Heading up the Berlinale contingent is the winner of the Golden Bear, Radu Jude’s Bad Luck Banging or Loony Porn. In Sight & Sound, Carmen Gray writes that the Romanian director has delivered “another dismal state-of-the-nation report card, but a more riotously bonkers one, as he throws decorum in the trash to reveal the hypocrisy of the powerful as the true vulgarity.”

Twin brothers Ramon and Silvan Zürcher won an Encounters award for best direction and an award from the International Federation of Film Critics (FIPRESCI) for The Girl and the Spider, which maps the network of friends and neighbors of two young women as one of them moves out of their shared apartment. “If The Girl and the Spider ultimately feels too much like a recapitulation of The Strange Little Cat [2013], it remains, for a time, a welcome tonic, its symphony of sights and sounds creating the sense of a world on the verge of a nervous breakdown, but never quite collapsing entirely,” writes Lawrence Garcia at In Review Online.

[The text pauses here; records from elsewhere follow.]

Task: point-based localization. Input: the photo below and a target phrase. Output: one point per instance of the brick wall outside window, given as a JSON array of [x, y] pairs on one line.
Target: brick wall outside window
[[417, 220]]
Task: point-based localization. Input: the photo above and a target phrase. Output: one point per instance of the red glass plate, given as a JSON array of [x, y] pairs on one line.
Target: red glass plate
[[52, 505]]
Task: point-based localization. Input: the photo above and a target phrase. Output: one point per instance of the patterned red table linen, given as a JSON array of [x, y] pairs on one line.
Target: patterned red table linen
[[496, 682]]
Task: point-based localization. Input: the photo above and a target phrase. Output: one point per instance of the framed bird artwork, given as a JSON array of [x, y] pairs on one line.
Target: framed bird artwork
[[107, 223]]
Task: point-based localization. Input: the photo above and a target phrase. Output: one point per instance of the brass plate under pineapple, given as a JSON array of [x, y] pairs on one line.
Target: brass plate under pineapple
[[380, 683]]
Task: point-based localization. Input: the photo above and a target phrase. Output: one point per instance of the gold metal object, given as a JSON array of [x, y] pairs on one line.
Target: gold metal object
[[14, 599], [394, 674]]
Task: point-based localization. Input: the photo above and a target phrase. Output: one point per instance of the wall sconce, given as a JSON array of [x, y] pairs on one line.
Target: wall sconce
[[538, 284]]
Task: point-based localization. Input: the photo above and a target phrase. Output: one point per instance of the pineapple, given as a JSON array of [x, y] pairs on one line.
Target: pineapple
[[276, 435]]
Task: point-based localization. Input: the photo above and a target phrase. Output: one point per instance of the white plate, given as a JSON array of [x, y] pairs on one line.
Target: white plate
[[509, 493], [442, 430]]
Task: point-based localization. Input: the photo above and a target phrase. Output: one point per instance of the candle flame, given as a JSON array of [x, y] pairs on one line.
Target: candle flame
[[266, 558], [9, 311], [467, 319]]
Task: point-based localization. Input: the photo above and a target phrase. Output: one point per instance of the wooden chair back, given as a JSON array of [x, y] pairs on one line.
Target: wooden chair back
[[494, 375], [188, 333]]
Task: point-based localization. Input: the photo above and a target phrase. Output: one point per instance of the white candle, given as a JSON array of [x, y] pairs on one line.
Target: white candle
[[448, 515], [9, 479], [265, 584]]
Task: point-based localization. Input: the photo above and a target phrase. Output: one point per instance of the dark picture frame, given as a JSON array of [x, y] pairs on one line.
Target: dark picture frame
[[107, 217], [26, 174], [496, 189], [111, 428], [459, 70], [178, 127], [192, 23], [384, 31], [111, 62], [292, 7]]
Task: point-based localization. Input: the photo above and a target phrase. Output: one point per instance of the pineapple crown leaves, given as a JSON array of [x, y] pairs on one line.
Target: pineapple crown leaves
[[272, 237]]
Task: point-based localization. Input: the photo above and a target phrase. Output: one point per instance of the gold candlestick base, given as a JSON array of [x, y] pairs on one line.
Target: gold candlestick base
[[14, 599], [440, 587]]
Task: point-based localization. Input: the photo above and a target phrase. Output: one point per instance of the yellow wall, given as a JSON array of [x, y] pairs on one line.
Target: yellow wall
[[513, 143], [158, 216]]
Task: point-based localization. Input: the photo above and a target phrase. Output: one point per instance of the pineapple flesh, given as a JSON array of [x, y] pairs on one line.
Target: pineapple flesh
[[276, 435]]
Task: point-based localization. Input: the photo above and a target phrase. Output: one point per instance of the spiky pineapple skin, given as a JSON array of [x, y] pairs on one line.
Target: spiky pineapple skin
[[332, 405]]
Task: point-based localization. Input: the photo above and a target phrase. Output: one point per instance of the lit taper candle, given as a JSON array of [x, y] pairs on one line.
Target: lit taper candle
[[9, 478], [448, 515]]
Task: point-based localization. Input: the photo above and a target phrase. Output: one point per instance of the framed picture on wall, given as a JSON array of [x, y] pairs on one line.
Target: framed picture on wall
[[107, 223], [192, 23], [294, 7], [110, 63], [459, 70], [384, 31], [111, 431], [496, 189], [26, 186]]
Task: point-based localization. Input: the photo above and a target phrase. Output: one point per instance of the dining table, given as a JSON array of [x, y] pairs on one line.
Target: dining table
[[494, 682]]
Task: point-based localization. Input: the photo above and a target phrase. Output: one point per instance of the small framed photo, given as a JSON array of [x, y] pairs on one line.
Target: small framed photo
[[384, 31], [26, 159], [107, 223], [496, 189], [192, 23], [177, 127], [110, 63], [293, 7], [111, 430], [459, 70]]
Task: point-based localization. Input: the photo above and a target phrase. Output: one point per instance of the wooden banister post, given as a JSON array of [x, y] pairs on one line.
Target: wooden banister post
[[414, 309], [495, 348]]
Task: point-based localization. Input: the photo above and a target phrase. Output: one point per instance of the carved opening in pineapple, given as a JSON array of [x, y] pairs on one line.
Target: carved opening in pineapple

FIPRESCI’s choice for the best film in the main competition in Berlin was Alexandre Koberidze’s What Do We See When We Look at the Sky? “Structured in two parts and narrated by Koberidze himself, the writer-director-editor’s second feature is one part love story, another part city symphony, with a flight of fancy at its center, but one not untethered from the wonders and disorders of its contemporary setting,” writes Tyler Wilson in the Brooklyn Rail.

In Céline Sciamma’s Petite maman, one eight-year-old girl, Nelly, meets another, Marion, who may be some sort of incarnation of Nelly’s mother. “Magic, dream, time travel,” writes Ela Bittencourt in the Notebook, “whatever it might be, Sciamma seems to be interested in themes that are more elusive than her prior ardent explorations of burgeoning self-identity and sexuality. What first seems like a straightforward story about mourning a deceased loved one soon turns out to be more about reconciling with one’s past: Recovering the promise of love, pure, without the burden of regret.”

Avi Mograbi’s latest documentary, The First 54 Years: An Abbreviated Manual for Military Occupation, is “a step-by-step primer, using soldiers’ testimony gathered under the Breaking the Silence project, designed to walk us through the Israeli government’s undeclared strategy for permanently appropriating the land,” writes Jay Weissberg for Variety. The film is “an essential explanation of Israeli objectives and the systematic subjugation of a people, deserving international attention.”